Would you like some car with your overhang?
And so we come back to Ferrari. I love the 458 Italia. I love its looks. I love its raw sound from the 4.5-litre V8 that gave it its numeral name. I love how fast it goes and how well it handles in video games. Deep down though, because I'm a child of the '90s, I want an F355, ideally either a GTS in Giallo Modena (pictured) or a Rosso Corsa-painted Berlinetta like everyone else wants, and without the clumsy, slow-witted F1 transmission (the first paddle-shift 'box in a road car, essentially a robotised manual transmission). It's just so pretty! Every body panel has 'pretty' written on it somewhere in invisible ink that only your brain and not your eyes can see. Aside from the slightly excessive front overhang (which is caused by them pushing the front axle as far back as possible to add agility, something the Aventador does too), I would even go as far as to say it looks perfect. It still sounds great, it apparently was as close to perfect on the move as it is standing still, and after the lacklustre 348, it brought back the passionate, non-crap Ferrari we know and love today, and knew and loved in the '60s and '70s, when they were making 250 GTs and Daytonas.

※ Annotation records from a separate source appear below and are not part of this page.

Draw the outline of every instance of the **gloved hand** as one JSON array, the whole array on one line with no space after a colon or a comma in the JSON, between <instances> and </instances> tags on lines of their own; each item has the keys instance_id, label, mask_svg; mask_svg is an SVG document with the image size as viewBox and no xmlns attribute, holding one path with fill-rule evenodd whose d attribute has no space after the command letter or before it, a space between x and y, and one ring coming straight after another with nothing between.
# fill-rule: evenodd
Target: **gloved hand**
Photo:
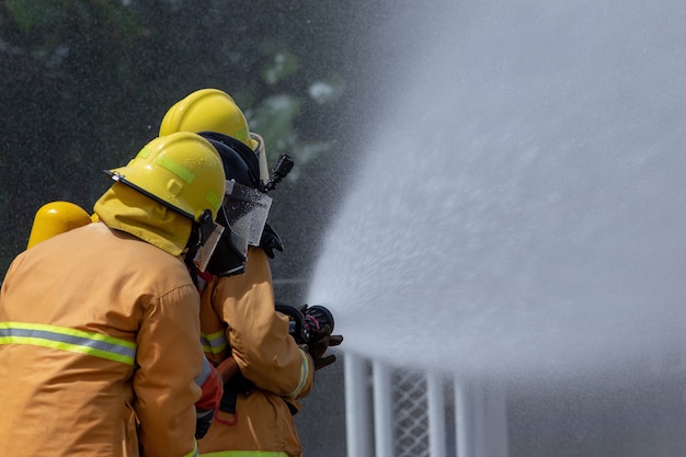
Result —
<instances>
[{"instance_id":1,"label":"gloved hand","mask_svg":"<svg viewBox=\"0 0 686 457\"><path fill-rule=\"evenodd\" d=\"M310 339L307 344L307 352L315 362L315 369L321 369L335 362L335 355L330 354L324 356L327 350L331 346L338 346L343 342L343 335L332 335L331 327L324 325L319 329Z\"/></svg>"},{"instance_id":2,"label":"gloved hand","mask_svg":"<svg viewBox=\"0 0 686 457\"><path fill-rule=\"evenodd\" d=\"M201 410L195 411L195 439L201 439L207 434L211 420L215 419L215 410Z\"/></svg>"},{"instance_id":3,"label":"gloved hand","mask_svg":"<svg viewBox=\"0 0 686 457\"><path fill-rule=\"evenodd\" d=\"M264 230L262 230L262 238L260 238L260 249L262 249L270 259L274 259L274 250L284 252L284 243L278 238L278 235L274 231L272 226L264 224Z\"/></svg>"}]
</instances>

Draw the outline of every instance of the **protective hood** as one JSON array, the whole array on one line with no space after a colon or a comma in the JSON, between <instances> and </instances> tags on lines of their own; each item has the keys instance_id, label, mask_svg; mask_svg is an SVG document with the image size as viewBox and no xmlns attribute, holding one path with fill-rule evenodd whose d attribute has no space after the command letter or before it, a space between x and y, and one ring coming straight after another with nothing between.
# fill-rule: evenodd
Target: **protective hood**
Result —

One could also argue that since the 355 left us in 1999, there wasn't another truly beautiful Ferrari until the 458 came along in 2010. Sure, its 380 horsepower is made embarrassing by the Italia's 562bhp, and is bettered these days by an Audi saloon, but as Chris Harris points out, fun is more important than speed in the real world. Getting back to the point though, it came with the same shimmering symbol of all that is good as the one you can see sitting proudly inside a 550 Maranello atop this rant. It looks good, it feels and sounds good to use, but most of all it's a symbol of petrol-headedness. Man and machine working together to provide thrills in a way impossible to provide using methods other than motoring. It's a driver's tool.

I leave you with this remark from Mr. Richard Hammond, from a little-known car show we have in the UK called TopGear (you may have heard of it): "The manual gearbox [in the Lamborghini Gallardo Balboni] feels like I'm shaking hands with an old friend."

You can't shake hands with a button.